Lipid is another word for fat. Lipids are easily stored in the body and serve as a source of energy. Cholesterol and triglycerides are lipids. When the concentration of triglycerides or cholesterol in your blood is too high, it is called hyperlipidaemia. Having a lipid level that is too high increases your risk of heart attacks and strokes. A healthy diet and medicines can help lower your lipid levels.
What is cholesterol?
Cholesterol is a lipid (fat chemical) that is made in the liver from fatty foods that we eat. A certain amount of cholesterol is present in the bloodstream. You need some cholesterol to keep healthy. Cholesterol is carried in the blood as part of particles called lipoproteins. There are different types of lipoproteins, but the most relevant to cholesterol are:
- Low-density lipoproteins carrying cholesterol - LDL cholesterol. This is often referred to as bad cholesterol, as it is the one mainly involved in forming atheroma. Atheroma is the main underlying cause of various cardiovascular diseases (see below). Usually about 70% of cholesterol in the blood is LDL cholesterol, but the percentage can vary from person to person.

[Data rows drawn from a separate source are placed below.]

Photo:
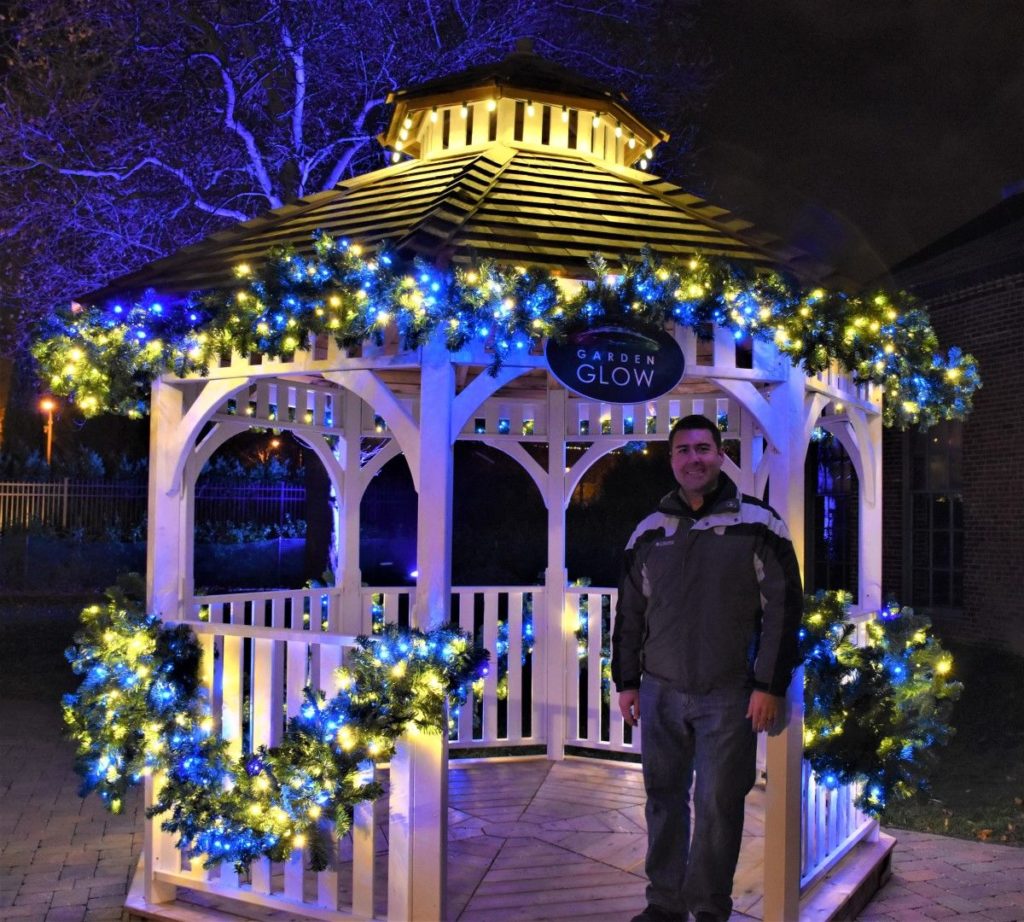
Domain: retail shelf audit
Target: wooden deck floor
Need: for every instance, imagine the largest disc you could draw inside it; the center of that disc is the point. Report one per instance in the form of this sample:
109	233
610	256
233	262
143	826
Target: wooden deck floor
532	840
546	840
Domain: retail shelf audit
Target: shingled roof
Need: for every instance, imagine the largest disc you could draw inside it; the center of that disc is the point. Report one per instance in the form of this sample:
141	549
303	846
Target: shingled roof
518	206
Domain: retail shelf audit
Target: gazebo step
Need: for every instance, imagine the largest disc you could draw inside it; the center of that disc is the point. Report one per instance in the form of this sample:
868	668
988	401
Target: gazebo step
845	890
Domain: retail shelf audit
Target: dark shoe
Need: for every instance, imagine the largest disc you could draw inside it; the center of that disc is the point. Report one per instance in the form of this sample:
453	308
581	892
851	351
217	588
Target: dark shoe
654	913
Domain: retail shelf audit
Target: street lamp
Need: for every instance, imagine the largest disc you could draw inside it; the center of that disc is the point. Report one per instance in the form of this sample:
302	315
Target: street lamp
48	405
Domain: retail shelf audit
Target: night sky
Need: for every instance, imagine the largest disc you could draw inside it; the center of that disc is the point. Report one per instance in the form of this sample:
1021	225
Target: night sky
862	130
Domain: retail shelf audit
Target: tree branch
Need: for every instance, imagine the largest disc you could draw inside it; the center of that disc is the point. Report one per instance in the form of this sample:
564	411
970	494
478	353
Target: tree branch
256	164
341	164
123	175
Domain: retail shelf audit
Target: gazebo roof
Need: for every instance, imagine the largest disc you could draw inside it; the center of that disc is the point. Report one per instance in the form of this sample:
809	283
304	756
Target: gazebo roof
515	204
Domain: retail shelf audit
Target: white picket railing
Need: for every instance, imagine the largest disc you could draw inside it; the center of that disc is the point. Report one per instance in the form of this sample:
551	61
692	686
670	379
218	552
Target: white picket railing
260	651
264	647
832	823
594	721
501	710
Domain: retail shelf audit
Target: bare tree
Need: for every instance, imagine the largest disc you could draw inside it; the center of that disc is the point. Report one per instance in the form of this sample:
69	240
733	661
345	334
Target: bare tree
129	128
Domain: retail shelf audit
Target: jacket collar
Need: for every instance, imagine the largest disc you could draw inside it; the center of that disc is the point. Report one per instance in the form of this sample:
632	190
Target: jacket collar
725	498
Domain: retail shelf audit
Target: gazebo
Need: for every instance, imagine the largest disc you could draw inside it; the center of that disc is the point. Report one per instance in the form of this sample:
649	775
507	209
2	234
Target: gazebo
527	164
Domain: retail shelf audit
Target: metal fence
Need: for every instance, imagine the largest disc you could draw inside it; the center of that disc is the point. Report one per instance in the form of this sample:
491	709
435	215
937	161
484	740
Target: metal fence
96	506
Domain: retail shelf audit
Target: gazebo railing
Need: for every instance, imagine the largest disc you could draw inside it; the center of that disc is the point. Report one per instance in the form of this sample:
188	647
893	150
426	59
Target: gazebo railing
260	652
264	646
832	823
503	709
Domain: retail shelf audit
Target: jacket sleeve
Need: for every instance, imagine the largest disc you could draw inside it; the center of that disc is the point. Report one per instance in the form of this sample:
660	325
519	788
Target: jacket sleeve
782	608
627	636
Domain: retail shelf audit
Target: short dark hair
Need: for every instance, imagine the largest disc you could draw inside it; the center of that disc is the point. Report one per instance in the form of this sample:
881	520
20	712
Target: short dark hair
696	421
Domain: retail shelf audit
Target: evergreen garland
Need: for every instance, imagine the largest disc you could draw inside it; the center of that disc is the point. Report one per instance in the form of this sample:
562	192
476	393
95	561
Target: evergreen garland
105	358
139	710
875	713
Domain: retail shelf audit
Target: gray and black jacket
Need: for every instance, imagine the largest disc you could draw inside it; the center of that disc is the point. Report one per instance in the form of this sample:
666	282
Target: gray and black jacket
709	599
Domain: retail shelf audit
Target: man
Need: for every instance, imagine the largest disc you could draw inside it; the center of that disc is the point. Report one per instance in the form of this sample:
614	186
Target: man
704	648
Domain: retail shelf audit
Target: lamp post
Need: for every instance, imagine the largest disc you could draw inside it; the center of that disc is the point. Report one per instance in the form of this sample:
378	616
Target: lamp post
48	405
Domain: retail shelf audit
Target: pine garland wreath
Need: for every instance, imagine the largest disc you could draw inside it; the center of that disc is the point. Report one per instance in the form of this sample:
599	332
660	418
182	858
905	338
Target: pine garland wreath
875	713
139	710
107	357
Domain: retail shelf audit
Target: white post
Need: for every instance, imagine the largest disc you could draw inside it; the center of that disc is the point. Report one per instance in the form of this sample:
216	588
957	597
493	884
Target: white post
783	793
165	549
349	577
869	520
165	558
550	632
433	531
418	837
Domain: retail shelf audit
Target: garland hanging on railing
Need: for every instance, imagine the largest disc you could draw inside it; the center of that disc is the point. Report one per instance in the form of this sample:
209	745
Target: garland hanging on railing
139	710
873	713
105	358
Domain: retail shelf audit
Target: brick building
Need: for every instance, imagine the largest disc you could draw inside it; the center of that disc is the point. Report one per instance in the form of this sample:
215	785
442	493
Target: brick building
953	500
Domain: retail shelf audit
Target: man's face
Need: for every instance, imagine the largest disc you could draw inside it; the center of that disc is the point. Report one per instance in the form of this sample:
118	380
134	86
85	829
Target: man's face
695	461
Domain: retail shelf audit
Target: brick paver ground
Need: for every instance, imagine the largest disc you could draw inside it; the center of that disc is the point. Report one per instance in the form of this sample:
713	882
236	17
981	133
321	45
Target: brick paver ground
67	860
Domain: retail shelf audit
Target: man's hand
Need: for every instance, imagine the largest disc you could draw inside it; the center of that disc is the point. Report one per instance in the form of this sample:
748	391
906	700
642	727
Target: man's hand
764	710
629	706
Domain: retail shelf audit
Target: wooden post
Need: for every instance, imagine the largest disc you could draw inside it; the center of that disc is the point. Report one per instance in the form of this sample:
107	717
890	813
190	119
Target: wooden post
783	793
551	631
165	539
165	558
349	577
418	837
869	522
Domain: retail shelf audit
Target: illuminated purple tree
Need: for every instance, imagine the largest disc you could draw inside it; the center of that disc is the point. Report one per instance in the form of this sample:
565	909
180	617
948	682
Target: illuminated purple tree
132	127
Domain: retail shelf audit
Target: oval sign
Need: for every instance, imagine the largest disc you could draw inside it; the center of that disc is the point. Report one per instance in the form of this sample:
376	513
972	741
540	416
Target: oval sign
616	365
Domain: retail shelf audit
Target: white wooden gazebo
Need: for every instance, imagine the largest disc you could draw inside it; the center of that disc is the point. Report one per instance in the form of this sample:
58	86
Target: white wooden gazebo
527	164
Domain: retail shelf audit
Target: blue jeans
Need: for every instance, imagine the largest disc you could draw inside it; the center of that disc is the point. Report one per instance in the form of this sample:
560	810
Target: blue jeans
710	735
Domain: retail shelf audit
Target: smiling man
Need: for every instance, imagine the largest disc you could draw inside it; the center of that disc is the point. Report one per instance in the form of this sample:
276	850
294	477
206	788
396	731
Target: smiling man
704	647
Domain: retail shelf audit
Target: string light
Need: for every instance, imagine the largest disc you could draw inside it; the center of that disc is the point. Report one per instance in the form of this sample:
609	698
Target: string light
103	357
270	801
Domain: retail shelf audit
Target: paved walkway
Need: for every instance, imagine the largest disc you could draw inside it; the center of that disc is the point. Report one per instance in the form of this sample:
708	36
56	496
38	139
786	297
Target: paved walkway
67	860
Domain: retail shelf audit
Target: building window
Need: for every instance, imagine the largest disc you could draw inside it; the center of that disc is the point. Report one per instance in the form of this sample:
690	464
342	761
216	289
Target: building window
832	510
933	531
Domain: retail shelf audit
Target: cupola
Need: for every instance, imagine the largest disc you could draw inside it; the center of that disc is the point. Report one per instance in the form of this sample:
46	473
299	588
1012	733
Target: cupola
521	101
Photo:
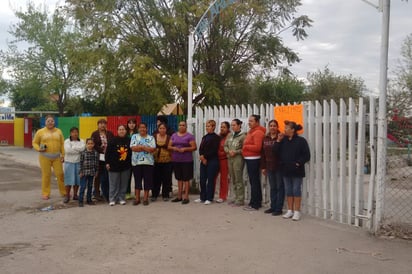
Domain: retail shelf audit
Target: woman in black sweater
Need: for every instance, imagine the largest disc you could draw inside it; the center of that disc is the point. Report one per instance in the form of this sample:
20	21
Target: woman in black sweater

- High-density lipoproteins carrying cholesterol - HDL cholesterol. This is often referred to as good cholesterol, as it may actually prevent atheroma formation.
For more information see separate leaflet called 'Cholesterol'.
What are triglycerides?
Triglycerides are the main form of fat stored in the body. When you think of fat on your hips or stomach, you're thinking of triglycerides.
Triglycerides are the end product of digesting and breaking down the bulky fats that are present in our food. Any food we eat that isn't used for energy immediately - carbohydrates, fat, or protein - is also converted into triglycerides. They are bundled into globules and transported through the blood by lipoproteins, like cholesterol. The triglycerides are taken up by adipose (fat) cells, to be used for energy if food isn't available later.
What are normal levels of lipids?
Lipids are measured in millimoles per litre which is a measure of how concentrated they are in 1 litre of blood. It is usually written as mmol/L. The following levels are generally considered desirable. However, a doctor or nurse will advise on the level for you to aim for. They will consider any other diseases of risk factors that you may have (see later):
- Total cholesterol (TC) - 5.0 mmol/L or less.
- Low-density lipoprotein (LDL) cholesterol after an overnight fast: 3.0 mmol/L or less.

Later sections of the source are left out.